Editorial: Gun control body's figures really need shooting down
Gympie Times, Page: 13 Saturday, 14 January 2012
I thought the graph that inspired my last column was the worst example of the journalistic misuse of figures I was likely to see for a while.
Sadly I came upon another example on Monday, January 9, courtesy of the Herald Sun.
Admittedly the article did not involve a graph but every journalist should be aware that quoting anything produced by the National Coalition for Gun Control without having a really long think about what it actually means, is a recipe for a nasty surprise.
Short of all the padding, the base article was an unsurprising non-story demonstrating that most of the guns used in crimes are neither stolen nor have ever been registered.
After wrapping a few figures around that however the Herald Sun produced a horror story to keep the kids staring into the dark, or at least the gullible toeing the gun control line.
One of the supposedly startling revelations was that there are several small Victorian towns where the number of guns is larger than the number of people.
One town of 278 people has 774 registered fire arms.
It sounds alarming, until you do the maths. That is 2.8 guns per person.
There is no Indication how many belong to security firms, police officers, gun collectors, professional shooters or even military museums.
The figures tell us nothing about the actual distribution or use of the guns.
If you think I am being pedantic, the next breathlessly alarmist statement was that, shock, horror, Victoria has almost 23% of all the registered firearms in Australia.
In reality, this is hardly surprising as Victoria has almost 24% of the total population.
Then there followed what are supposedly quotes from the Victorian police who are worried that there were 39,000 extra firearms registered in Victoria in the 18 months to June 2011 but only 5000 new licences issued.
Their biggest concern was expressed about the number of pistols in the community and people’s willingness to use them to commit crimes.
All sounds frightening so far.
The article then made a heroic attempt to connect the high rate of legal gun ownership in country Victoria with the prevalence of gun-related crime in the North-western suburbs of Melbourne.
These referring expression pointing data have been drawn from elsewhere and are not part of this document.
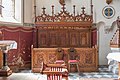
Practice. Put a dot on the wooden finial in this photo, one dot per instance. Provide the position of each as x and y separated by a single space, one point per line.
52 10
83 10
74 10
63 7
43 10
62 2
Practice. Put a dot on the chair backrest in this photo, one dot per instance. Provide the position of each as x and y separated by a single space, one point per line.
72 54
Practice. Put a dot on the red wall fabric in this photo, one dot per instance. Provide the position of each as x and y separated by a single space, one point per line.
24 38
94 37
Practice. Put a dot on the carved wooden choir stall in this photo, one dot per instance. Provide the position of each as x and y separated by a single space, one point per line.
64 30
114 56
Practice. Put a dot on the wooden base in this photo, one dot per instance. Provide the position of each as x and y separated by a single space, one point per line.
5 73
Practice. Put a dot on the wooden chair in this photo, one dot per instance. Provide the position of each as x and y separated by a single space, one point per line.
73 59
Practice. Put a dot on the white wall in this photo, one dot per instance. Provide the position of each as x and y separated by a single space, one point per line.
102 22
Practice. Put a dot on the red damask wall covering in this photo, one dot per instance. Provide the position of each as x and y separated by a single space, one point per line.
21 57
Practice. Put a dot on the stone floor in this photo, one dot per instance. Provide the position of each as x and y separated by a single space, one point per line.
102 74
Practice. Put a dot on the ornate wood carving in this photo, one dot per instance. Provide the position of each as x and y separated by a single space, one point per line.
64 29
115 41
64 16
87 58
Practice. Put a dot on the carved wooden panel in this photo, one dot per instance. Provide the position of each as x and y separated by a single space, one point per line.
64 38
43 38
88 59
74 38
85 38
53 38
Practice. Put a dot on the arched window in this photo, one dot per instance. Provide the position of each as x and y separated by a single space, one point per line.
10 11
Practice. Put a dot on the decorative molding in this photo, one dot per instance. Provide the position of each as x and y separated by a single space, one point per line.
64 16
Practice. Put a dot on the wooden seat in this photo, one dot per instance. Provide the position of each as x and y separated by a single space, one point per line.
73 59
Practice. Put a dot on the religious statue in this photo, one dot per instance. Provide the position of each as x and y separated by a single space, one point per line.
62 2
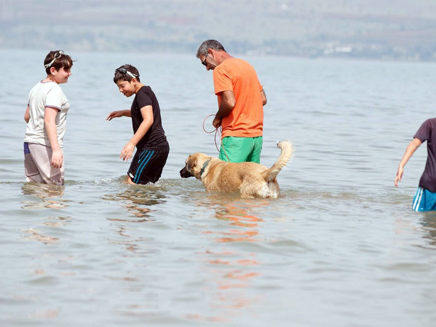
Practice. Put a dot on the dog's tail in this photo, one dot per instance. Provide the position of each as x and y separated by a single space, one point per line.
287 150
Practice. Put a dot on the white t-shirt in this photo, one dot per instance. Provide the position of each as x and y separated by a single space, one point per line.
42 95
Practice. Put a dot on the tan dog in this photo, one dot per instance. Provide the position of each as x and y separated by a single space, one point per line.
249 178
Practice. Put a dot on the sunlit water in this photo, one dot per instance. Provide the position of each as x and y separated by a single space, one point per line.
340 247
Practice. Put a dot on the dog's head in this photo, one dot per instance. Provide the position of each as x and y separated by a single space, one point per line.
194 165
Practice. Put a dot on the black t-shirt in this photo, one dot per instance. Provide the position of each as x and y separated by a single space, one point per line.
427 132
155 137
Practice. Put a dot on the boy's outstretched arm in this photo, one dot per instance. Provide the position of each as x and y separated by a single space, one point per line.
148 118
410 150
27 115
119 113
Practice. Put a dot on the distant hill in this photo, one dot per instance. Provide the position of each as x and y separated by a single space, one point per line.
400 29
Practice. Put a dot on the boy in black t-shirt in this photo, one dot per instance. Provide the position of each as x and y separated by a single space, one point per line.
149 136
425 197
This was followed by a pledge by the police of unremitting harassment to deter the use of pistols.
Leaving aside the question as to whether harassment is ever a legitimate policing tool, who are they going to harass? Harassing registered gun owners is not going to worry the criminals. They are not dependant on stealing guns to obtain their firearms.
The rate of gun theft has actually fallen by over half in the same period as the article covers, so any increase in gun crime is not attributable to stolen guns.
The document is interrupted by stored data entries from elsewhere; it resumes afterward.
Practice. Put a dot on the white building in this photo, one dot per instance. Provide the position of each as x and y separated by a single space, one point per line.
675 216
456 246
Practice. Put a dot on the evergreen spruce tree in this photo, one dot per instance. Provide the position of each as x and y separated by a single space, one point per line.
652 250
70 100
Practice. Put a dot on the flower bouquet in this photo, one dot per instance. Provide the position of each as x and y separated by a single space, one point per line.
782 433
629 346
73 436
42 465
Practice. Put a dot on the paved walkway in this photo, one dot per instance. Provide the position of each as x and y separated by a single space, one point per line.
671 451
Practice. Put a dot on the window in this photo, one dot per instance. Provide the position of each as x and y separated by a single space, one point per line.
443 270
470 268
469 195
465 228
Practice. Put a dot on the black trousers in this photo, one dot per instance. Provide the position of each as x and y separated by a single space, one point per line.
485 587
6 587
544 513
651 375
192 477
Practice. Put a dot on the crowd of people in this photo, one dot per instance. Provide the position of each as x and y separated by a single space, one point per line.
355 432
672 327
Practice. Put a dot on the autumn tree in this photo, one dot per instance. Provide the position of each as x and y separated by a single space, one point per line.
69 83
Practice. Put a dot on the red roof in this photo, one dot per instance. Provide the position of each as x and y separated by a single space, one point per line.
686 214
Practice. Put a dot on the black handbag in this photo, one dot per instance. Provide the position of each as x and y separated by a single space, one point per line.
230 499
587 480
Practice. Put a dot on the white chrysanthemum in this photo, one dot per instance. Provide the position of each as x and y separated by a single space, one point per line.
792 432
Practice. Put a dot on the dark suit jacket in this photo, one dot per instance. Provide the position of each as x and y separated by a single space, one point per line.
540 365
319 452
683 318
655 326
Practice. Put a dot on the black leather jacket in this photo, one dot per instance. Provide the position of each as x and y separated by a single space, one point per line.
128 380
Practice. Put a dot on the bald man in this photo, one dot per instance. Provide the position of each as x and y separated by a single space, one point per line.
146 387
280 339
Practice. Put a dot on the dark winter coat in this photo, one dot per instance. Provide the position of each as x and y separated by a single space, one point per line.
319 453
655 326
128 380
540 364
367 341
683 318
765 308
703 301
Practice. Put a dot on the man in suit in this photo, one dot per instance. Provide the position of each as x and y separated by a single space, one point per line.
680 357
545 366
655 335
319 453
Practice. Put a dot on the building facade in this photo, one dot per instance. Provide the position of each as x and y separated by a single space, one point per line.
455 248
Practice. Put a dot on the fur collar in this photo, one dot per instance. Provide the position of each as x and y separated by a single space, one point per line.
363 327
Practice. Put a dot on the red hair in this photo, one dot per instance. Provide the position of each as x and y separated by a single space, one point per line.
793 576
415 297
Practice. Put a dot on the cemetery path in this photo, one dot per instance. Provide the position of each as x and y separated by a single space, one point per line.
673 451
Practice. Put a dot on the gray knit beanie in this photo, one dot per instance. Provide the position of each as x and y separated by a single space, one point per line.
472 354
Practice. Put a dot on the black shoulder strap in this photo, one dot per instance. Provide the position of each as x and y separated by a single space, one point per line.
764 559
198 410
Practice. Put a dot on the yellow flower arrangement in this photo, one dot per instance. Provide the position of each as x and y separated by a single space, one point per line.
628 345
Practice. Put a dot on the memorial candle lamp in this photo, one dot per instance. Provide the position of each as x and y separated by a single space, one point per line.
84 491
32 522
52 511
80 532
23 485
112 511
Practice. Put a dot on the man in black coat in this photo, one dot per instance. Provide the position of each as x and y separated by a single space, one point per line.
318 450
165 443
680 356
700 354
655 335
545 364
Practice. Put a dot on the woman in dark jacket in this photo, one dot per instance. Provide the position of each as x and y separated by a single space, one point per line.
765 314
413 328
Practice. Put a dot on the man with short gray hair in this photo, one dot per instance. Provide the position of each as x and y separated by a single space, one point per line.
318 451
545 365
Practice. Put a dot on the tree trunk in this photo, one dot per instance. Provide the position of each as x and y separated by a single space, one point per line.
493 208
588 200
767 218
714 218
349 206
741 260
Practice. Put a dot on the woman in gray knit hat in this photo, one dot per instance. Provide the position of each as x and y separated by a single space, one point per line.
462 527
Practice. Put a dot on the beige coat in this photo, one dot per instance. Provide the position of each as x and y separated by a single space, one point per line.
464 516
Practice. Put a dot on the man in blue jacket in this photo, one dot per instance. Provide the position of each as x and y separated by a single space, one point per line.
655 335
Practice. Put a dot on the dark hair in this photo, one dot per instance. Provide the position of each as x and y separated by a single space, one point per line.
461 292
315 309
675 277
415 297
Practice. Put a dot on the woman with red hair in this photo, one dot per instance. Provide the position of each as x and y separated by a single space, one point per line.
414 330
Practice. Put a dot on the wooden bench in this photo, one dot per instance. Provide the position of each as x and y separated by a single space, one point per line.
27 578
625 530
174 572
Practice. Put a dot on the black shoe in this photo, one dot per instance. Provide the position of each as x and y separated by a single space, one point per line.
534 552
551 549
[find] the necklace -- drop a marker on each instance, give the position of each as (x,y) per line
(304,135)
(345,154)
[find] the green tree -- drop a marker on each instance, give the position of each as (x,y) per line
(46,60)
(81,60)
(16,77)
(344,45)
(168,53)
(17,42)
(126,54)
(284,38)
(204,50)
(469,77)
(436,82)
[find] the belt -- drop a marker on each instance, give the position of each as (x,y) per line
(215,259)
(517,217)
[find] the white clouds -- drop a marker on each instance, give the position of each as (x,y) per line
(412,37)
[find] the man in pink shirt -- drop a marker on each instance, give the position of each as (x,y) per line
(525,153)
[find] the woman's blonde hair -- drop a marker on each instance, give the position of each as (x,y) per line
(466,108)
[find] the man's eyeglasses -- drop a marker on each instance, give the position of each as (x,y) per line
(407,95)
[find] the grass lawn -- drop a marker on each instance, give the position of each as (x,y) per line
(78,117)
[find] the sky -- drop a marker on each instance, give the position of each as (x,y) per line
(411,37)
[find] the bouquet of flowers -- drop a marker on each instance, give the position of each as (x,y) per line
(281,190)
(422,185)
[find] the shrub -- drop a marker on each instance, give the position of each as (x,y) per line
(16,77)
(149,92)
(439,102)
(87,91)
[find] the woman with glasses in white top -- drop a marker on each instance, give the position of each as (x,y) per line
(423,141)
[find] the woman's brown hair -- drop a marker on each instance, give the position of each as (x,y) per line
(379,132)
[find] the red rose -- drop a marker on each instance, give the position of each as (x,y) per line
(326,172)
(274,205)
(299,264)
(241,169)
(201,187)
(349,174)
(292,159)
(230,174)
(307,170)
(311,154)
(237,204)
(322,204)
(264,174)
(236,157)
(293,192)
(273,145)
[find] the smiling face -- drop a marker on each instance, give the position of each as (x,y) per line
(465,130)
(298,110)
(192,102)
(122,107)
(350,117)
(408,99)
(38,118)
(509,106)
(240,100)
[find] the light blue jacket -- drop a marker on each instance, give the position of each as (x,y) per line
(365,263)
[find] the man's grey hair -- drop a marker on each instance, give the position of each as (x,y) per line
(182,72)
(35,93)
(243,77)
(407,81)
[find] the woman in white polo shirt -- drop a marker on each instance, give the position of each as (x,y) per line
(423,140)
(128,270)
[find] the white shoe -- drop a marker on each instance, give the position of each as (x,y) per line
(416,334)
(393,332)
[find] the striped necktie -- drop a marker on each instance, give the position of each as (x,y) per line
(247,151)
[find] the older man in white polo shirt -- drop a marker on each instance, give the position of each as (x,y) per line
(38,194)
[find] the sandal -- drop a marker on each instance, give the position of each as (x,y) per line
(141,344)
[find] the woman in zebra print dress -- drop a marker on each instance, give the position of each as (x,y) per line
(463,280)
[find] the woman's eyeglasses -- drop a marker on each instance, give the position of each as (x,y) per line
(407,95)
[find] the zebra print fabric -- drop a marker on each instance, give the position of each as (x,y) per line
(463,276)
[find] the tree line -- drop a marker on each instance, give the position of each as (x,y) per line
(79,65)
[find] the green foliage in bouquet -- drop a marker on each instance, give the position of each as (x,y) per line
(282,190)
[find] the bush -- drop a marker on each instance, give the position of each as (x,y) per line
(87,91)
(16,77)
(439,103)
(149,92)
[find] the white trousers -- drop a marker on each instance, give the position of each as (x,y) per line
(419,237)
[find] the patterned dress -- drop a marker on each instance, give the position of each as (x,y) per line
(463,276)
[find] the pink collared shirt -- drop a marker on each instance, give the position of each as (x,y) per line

The attitude of the police who were quoted as saying, "We can’t just wait for these matters to be fully investigated and brought before the courts one or two years down the track.
"We’ve got to start making life difficult for these peanuts" expresses an attitude to policing and the public that is all too familiar in Victoria.
Luckily the head of the Licensing and Registration Division is a little more balanced. He admits that the problem is not the legal guns in the hands of licensed shooters.
So what do all these figures really mean? The increase in the number of pistols in Victoria was only 400 in 12 months. There are only 11,600 licensed pistols in the whole of Victoria.
Only 273 pistols were seized from criminals in the past three years in Victoria. Only 41 of them were stolen.
In spite of the Wild West image that the article portrayed, crime has fallen by 18% overall in Victoria since 2000 and by 29% when considered as offences per head of population.
Yet the article claims that the rate of armed robbery using firearms increased by 62% in the year ending June 2011. Accurate data is difficult to get when dealing with firearms.
There are too many political fingers in the pie. That said, in 2008 there were 5686 incidents of armed robbery recorded in Australia as a whole.
The number of victims of armed robbery had decreased by 28% since 2003. Only 13% were committed using firearms.
Official Victorian police figures for 2011 show, "Armed robberies accounted for 46% of all robberies in 2010/2011, an increase of 10.6% since 2009/2010. The most common weapon used in armed robberies was a knife (48.2%), and 14.5% of all weapons used in robberies were a firearm (including imitation firearms), an increase of 44.5%." So where does the Sun Herald/Gun Control lobby get its 62%? Probably from the same place it pulls most of its so called data from.
The more pertinent fact, played down in the article, is that 75% of pistols seized from criminals had never been registered and that 85% of all firearms seized from criminals were not stolen weapons.
Logically there would seem to be a large black market in weapons that never hit the registers. It would seem that criminals do not bother to register their guns. Somehow, registered gun owners do not seem to be the problem.
I don’t care what happens to criminals with firearms, but knee-jerk policy founded in ignorance only hurts the law-abiding citizen because after all, criminals don’t register their guns.